# Itching around the eye



## mjovcevski (Nov 8, 2012)

Hello budgie lovers!

Haven't post a long time ago and here I am with a problem with my budgie, I hope someone can help me. The problem is only around the one eye, it has fallen feathers and itching. In the mood there isn't any changes.


















And the other eye, where there isn't any fallen feathers and itching:










What do you think? Someone with similar experience?


----------



## aluz (Jul 24, 2011)

Welcome back to the forums,

I'm sorry your budgie hasn't been feeling well. From the pictures, her eye seems to be quite swollen and irritated.
This could be due to a number of factors and in order to determine with accuracy what is wrong with your budgie, it would be best to have her seen by an avian vet specialist, so that she is properly examined, diagnosed and the most adequate treatment plan is prescribed for her.
Till then, you can wash her eye with sterile saline solution in hopes of decreasing the discomfort/itchiness on the eye area.

I'm wishing your budgie a steady and full recovery, good luck!


----------



## mjovcevski (Nov 8, 2012)

aluz said:


> Welcome back to the forums,
> 
> I'm sorry your budgie hasn't been feeling well. From the pictures, her eye seems to be quite swollen and irritated.
> This could be due to a number of factors and in order to determine with accuracy what is wrong with your budgie, it would be best to have her seen by an avian vet specialist, so that she is properly examined, diagnosed and the most adequate treatment plan is prescribed for her.
> ...


,,Avian vet specialist,, = This is the problem from where I am, here there isn't any avian vet specialist, only general vets, and most of them did not work with birds. That is one of the reason i ask here for some help.


----------



## aluz (Jul 24, 2011)

From a google search, I have found an animal hospital in your area that has exotics (avian) vet services available: Skopje Vet - Karpo? - Macedonia


----------



## StarlingWings (Mar 15, 2013)

Hi Marko, welcome back! :wave: 

I'm sorry to see the condition that your female's eye is in--it certainly does not look good at all :upset: If I had to guess, I would say it's an eye infection of sorts.
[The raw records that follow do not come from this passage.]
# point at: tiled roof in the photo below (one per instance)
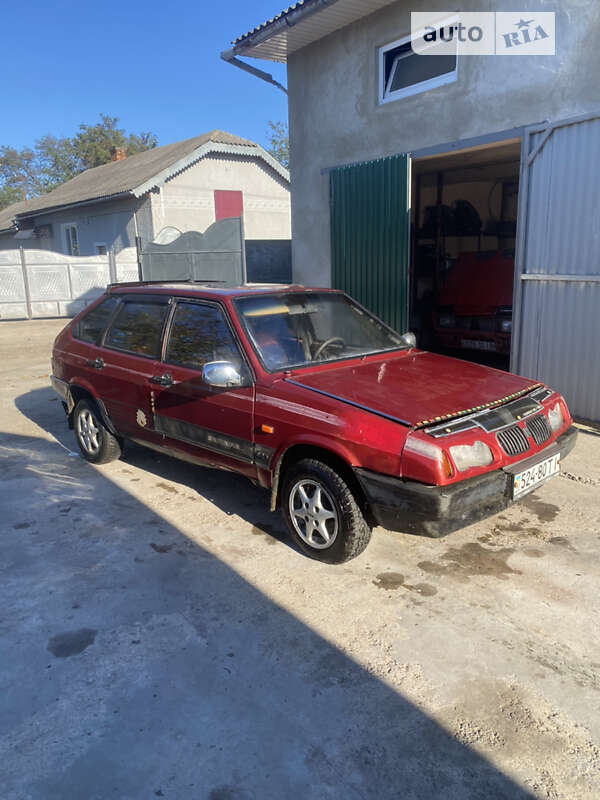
(138, 173)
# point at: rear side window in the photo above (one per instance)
(137, 328)
(200, 334)
(91, 326)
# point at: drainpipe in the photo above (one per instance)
(285, 21)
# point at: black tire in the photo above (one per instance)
(352, 532)
(99, 447)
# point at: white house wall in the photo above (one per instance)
(335, 118)
(187, 202)
(111, 223)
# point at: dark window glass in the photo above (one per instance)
(91, 327)
(404, 68)
(138, 328)
(298, 328)
(200, 334)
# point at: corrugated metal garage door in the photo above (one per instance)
(557, 293)
(370, 235)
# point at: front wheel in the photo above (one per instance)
(322, 513)
(96, 442)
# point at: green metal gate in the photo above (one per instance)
(370, 225)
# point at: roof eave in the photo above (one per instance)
(286, 20)
(253, 151)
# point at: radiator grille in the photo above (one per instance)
(539, 429)
(513, 441)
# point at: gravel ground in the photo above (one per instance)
(159, 636)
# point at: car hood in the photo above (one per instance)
(415, 387)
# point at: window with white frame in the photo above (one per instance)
(71, 239)
(402, 72)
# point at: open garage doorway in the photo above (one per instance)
(463, 236)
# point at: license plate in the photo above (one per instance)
(477, 344)
(532, 477)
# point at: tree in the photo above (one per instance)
(279, 142)
(28, 173)
(93, 144)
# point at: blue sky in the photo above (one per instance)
(155, 65)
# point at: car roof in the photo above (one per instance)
(208, 289)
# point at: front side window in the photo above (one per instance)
(137, 328)
(299, 328)
(91, 326)
(71, 240)
(403, 72)
(200, 334)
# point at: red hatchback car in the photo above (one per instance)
(346, 422)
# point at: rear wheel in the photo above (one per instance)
(96, 442)
(322, 513)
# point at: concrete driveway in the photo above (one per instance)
(160, 638)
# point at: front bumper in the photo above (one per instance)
(413, 507)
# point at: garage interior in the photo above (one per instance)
(463, 235)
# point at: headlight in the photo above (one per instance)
(447, 320)
(471, 455)
(555, 418)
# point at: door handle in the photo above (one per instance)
(163, 380)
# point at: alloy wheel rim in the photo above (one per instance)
(89, 432)
(313, 514)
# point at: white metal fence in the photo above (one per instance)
(40, 283)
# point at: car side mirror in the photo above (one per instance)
(221, 374)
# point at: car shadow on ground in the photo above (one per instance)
(233, 494)
(136, 672)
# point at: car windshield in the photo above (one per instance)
(299, 328)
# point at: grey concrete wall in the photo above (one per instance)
(335, 117)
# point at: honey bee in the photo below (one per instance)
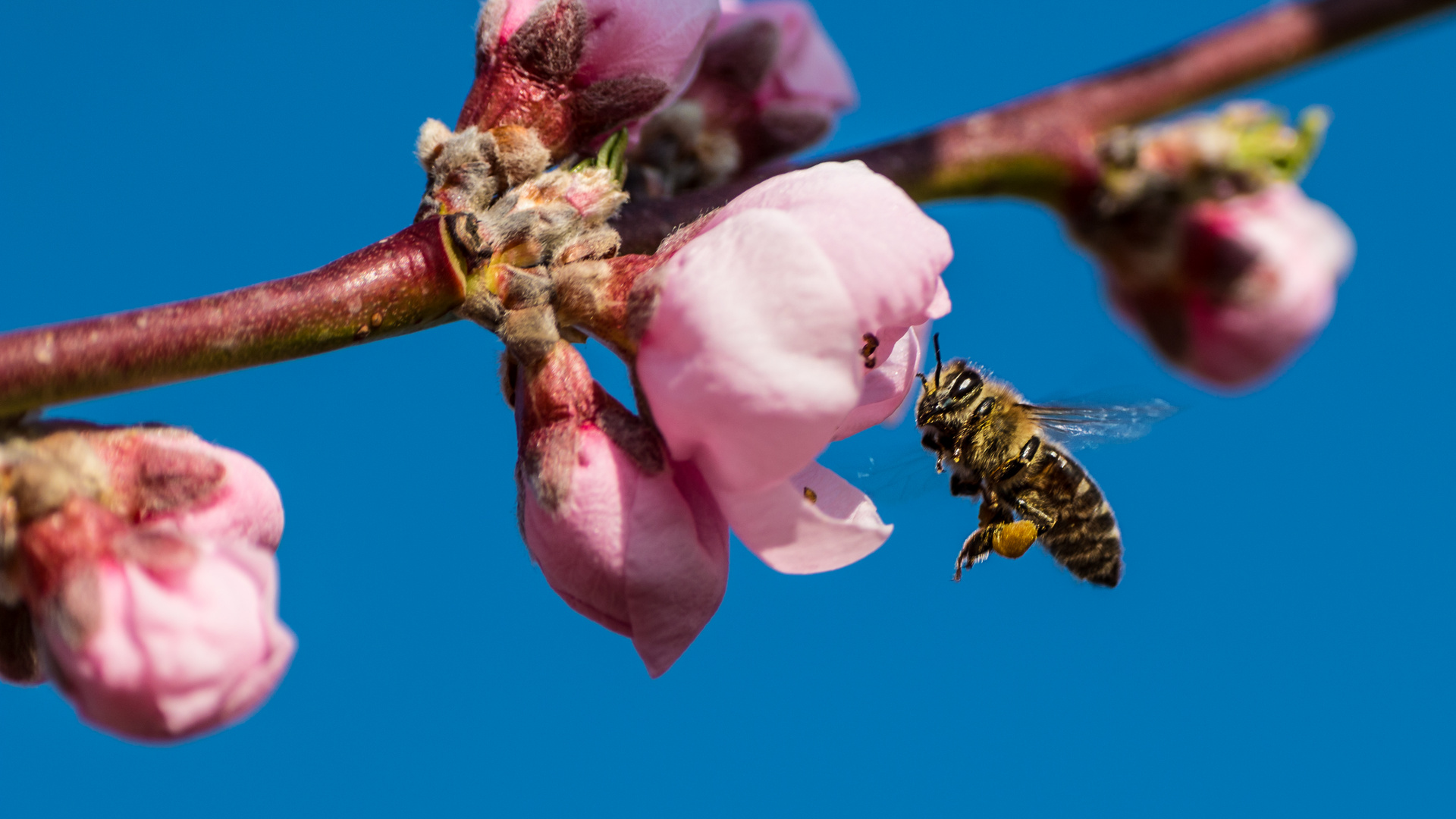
(1006, 450)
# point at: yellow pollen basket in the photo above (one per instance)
(1014, 539)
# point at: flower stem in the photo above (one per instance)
(1036, 148)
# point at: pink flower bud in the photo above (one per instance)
(772, 83)
(155, 602)
(1256, 281)
(626, 538)
(805, 85)
(772, 319)
(577, 69)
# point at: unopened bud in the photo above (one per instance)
(628, 539)
(140, 548)
(1207, 243)
(573, 71)
(772, 83)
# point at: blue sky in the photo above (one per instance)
(1282, 643)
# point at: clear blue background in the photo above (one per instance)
(1282, 645)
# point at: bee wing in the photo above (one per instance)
(1082, 428)
(899, 471)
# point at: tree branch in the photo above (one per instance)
(1037, 146)
(1034, 148)
(405, 283)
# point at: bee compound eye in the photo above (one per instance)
(967, 384)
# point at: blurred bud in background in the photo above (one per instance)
(574, 71)
(139, 576)
(772, 83)
(1209, 245)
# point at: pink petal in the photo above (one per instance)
(750, 362)
(642, 556)
(657, 38)
(169, 656)
(677, 564)
(886, 249)
(797, 537)
(808, 66)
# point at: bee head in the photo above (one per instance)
(957, 384)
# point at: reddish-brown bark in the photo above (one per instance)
(391, 287)
(1034, 148)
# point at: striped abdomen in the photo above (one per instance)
(1085, 537)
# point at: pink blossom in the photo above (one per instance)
(1257, 283)
(626, 538)
(772, 83)
(577, 69)
(756, 356)
(156, 604)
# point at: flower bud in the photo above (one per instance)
(150, 582)
(1209, 245)
(573, 71)
(772, 83)
(1254, 284)
(625, 537)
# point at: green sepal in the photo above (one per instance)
(1269, 149)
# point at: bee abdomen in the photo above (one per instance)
(1085, 538)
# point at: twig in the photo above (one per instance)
(1034, 148)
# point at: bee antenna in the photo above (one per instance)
(937, 338)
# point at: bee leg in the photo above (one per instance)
(976, 548)
(1037, 516)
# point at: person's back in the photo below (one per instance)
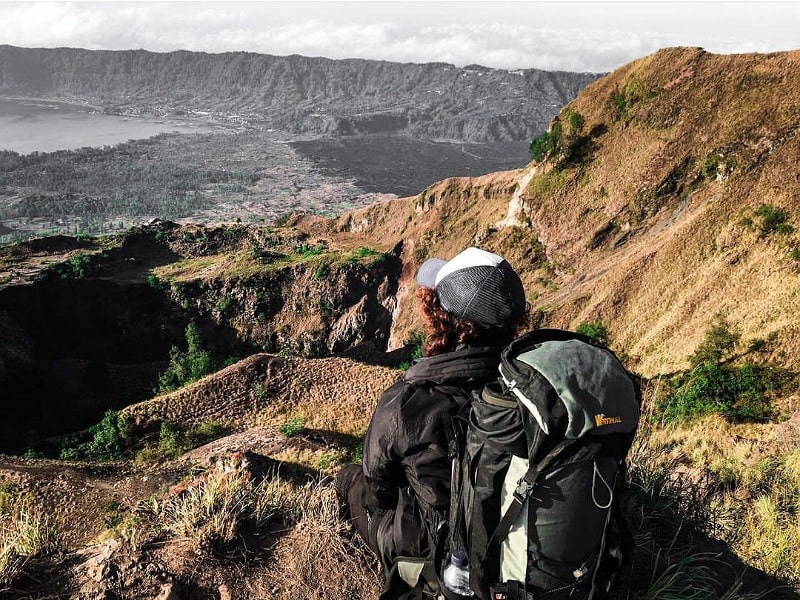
(398, 499)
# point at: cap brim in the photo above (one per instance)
(426, 276)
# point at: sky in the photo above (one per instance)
(567, 35)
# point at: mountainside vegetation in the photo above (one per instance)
(659, 215)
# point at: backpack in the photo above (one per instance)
(537, 463)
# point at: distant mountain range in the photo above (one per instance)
(299, 94)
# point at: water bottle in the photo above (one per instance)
(456, 573)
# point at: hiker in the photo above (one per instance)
(472, 306)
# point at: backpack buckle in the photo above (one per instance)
(523, 490)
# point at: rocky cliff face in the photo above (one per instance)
(300, 94)
(91, 327)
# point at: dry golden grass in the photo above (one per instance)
(27, 536)
(744, 486)
(314, 554)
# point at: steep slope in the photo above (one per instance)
(684, 205)
(299, 94)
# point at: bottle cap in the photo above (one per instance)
(458, 557)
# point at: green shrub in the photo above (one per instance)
(322, 271)
(565, 143)
(292, 427)
(710, 168)
(416, 340)
(595, 331)
(719, 344)
(108, 440)
(773, 220)
(739, 393)
(172, 442)
(188, 366)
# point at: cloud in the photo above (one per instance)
(513, 35)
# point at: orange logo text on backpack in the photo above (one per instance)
(601, 420)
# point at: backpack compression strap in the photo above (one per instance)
(521, 494)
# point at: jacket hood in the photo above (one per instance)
(461, 367)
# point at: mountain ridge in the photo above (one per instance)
(299, 94)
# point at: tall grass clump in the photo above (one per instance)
(27, 537)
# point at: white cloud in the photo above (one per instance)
(600, 37)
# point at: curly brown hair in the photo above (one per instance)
(445, 332)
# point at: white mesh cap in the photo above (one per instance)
(477, 286)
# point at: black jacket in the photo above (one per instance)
(406, 464)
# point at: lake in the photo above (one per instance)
(32, 125)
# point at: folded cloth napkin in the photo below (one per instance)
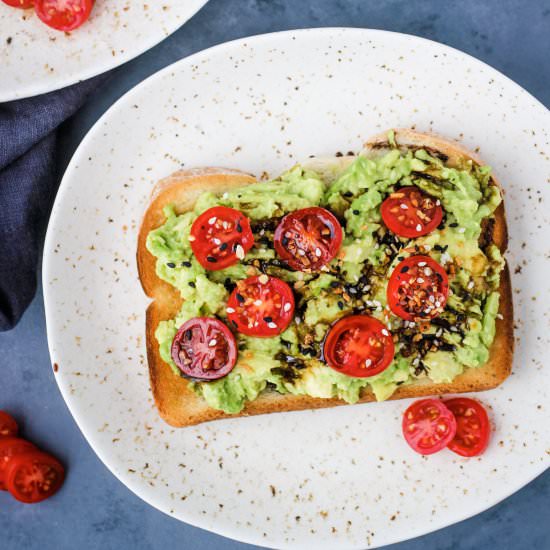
(27, 186)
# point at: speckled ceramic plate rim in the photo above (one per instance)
(237, 533)
(42, 87)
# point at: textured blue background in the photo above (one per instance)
(94, 510)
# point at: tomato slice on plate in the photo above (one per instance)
(261, 306)
(34, 476)
(409, 212)
(23, 4)
(8, 425)
(204, 348)
(359, 345)
(308, 239)
(428, 426)
(472, 426)
(10, 447)
(220, 237)
(63, 15)
(418, 289)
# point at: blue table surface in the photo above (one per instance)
(94, 510)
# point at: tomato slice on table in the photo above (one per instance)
(10, 447)
(63, 15)
(359, 345)
(261, 306)
(472, 426)
(418, 289)
(308, 239)
(204, 348)
(409, 212)
(220, 237)
(23, 4)
(428, 426)
(34, 476)
(8, 425)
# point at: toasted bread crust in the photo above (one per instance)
(179, 406)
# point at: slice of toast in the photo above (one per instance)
(180, 406)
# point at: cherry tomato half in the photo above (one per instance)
(261, 306)
(472, 426)
(410, 213)
(9, 447)
(204, 348)
(63, 15)
(418, 289)
(220, 237)
(428, 426)
(359, 345)
(23, 4)
(34, 476)
(8, 425)
(308, 239)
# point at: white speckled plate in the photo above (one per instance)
(334, 478)
(35, 59)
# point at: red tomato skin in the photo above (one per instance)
(443, 413)
(8, 425)
(25, 460)
(262, 331)
(392, 223)
(9, 447)
(328, 219)
(22, 4)
(65, 19)
(369, 325)
(396, 278)
(455, 445)
(204, 323)
(203, 250)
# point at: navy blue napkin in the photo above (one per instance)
(27, 186)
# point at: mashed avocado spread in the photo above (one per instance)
(353, 282)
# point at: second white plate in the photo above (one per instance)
(335, 478)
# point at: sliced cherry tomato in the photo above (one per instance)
(34, 476)
(428, 426)
(9, 447)
(220, 237)
(418, 289)
(359, 345)
(8, 425)
(23, 4)
(308, 239)
(261, 306)
(410, 213)
(204, 348)
(63, 15)
(472, 426)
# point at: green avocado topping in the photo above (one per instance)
(355, 281)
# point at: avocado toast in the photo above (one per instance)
(468, 347)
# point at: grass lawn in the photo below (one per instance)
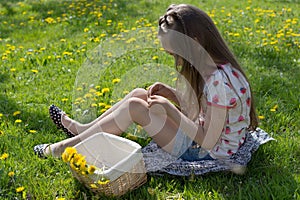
(43, 51)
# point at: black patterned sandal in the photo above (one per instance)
(56, 115)
(39, 150)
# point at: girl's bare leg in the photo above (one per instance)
(77, 128)
(132, 110)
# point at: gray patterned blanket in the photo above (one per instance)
(158, 161)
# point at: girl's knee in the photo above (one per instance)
(139, 93)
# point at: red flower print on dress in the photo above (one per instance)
(228, 130)
(215, 99)
(232, 101)
(243, 90)
(240, 131)
(248, 101)
(226, 141)
(228, 84)
(235, 74)
(241, 118)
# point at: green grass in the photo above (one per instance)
(44, 43)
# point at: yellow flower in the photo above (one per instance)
(18, 121)
(11, 174)
(4, 156)
(91, 169)
(105, 90)
(154, 57)
(16, 113)
(20, 189)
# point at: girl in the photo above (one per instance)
(213, 129)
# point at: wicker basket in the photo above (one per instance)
(122, 159)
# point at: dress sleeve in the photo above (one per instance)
(219, 91)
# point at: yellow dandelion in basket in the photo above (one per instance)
(103, 181)
(91, 169)
(68, 154)
(18, 121)
(20, 189)
(82, 164)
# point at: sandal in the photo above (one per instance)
(40, 150)
(56, 115)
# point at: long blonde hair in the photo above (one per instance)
(196, 24)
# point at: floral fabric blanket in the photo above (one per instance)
(158, 161)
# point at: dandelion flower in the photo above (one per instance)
(11, 174)
(4, 156)
(91, 169)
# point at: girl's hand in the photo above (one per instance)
(156, 89)
(156, 99)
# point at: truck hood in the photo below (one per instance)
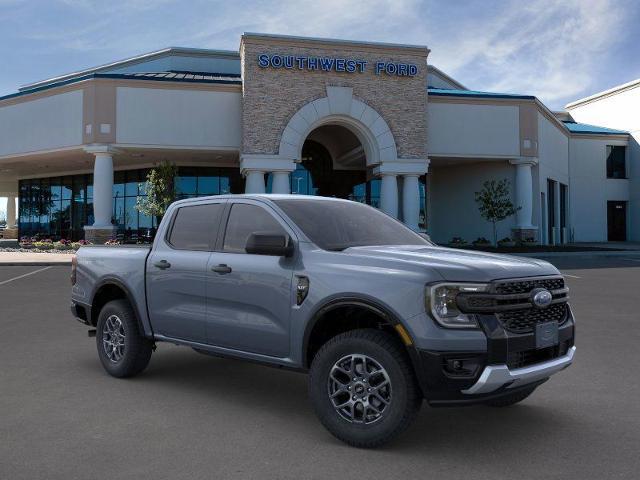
(460, 265)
I would agree that this isn't something you can cure at home or with our advice due to the severity of the inflammation, so an avian vet is the best way to go. 

Hopefully the practice in the link aluz provided will be able to help you get her in :thumbsup: 

While you wait for a vet appointment, you can take some room temperature, unsweetened chamomile tea and drip a few drops in her eye. This will keep the itchiness and discomfort at bay for a little bit so she isn't so stressed when you take her in to the vet. 

Please let us know how she's doing soon! :fingerx:


----------



## mjovcevski (Nov 8, 2012)

So here is an update,

I find a vet that work with birds, after examination the doctor wasn't sure what it is, but she give me some meds (one of the meds I have to give her in the water, the other under the wings). But, how i said she doesn't sound very sure what is the problem with my budgie, and from there I went to local pet shop to consult about the problem.The seller who is also a breeder, told me that this is a know problem for him and he recommended me cream for eyes that we also used. (He dosen't sell that cream, so i bought it from pharmacy). Also i get 12 vitamins witch I have to give her in the water.

I call many vets, but only this one told me that they can make examination on birds, but the moment when the doctor told me that from the second meds the bird can die if I give her two drops(!) I decided to go to my local pet shop.


----------



## Budget baby (Jan 1, 2013)

Hello Marko, it sounds like you are doing everything you can to help your budgie, the medicine that they told you to put under her wings is most probably for mites, you can buy the correct dosage for birds on Amazon. I hope she gets some relief soon.
For Future Reference
http://talkbudgies.com/articles-budgie-disease-illness/335937-avian-first-aid.html


----------



## Sansriti (Oct 18, 2016)

Hi,
I'm so sorry to see your little budgie's condition. I faced something similar last month and was told that diarrhoea caused feathers around the eyes to fall. There are medicines which will help you.
But visiting a vet at the earliest would be the best. 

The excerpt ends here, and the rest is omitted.